The Census Bureau's advance report on retail sales for December confirmed what most observers suspected: American consumers did plenty of spending to close the year. The really big jump came in auto sales. I'm not sure how excited we should get about that -- it's a fairly volatile series. But there is no doubt that things look a lot different than they did last December. Here's the picture from the Census Bureau:
(One note of caution -- these figures are not adjusted for inflation, so things will look somewhat less dramatic when expressed in constant-dollar terms, especially for the year-over-year figures.)

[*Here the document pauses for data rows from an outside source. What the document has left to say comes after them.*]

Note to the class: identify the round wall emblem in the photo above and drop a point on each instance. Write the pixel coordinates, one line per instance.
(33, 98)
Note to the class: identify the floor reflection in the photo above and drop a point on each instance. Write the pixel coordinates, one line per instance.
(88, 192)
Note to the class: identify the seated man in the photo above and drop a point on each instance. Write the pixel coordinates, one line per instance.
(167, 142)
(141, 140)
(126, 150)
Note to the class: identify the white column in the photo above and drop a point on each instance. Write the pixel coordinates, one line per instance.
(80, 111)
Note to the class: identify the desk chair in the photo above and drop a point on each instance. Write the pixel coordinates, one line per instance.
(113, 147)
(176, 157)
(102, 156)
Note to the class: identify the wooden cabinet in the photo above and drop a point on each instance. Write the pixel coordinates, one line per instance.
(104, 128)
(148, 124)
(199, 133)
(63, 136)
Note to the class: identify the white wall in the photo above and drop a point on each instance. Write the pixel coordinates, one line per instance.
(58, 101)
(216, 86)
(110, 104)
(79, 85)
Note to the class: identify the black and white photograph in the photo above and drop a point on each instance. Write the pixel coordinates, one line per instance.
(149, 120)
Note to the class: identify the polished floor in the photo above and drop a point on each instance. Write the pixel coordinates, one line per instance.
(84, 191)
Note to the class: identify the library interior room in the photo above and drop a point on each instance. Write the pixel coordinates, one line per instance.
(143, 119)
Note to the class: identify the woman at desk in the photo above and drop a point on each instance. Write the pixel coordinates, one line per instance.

The picture for the fourth quarter of last year is now largely in focus. From Bloomberg:
Consumer spending probably grew at a 3.6 percent annual rate last quarter, the median estimate of economists surveyed from Jan. 3 to Jan. 7 by Bloomberg News. The gains in spending helped the economy grow at a 3.9 percent annual rate from October through December, compared with 4 percent the previous three months, the survey found.
I cannot help but think on those numbers and conclude that John Snow has a pretty reasonable case:
US Treasury Secretary John Snow said Wednesday that the country's record trade deficit set in November was a result of US economic growth outpacing that of other countries.
"The trade gap reflects two things: that our economy is growing at a fast pace and we are growing faster than our trading partners," Snow told reporters at the New York Stock Exchange, according to reports reaching here.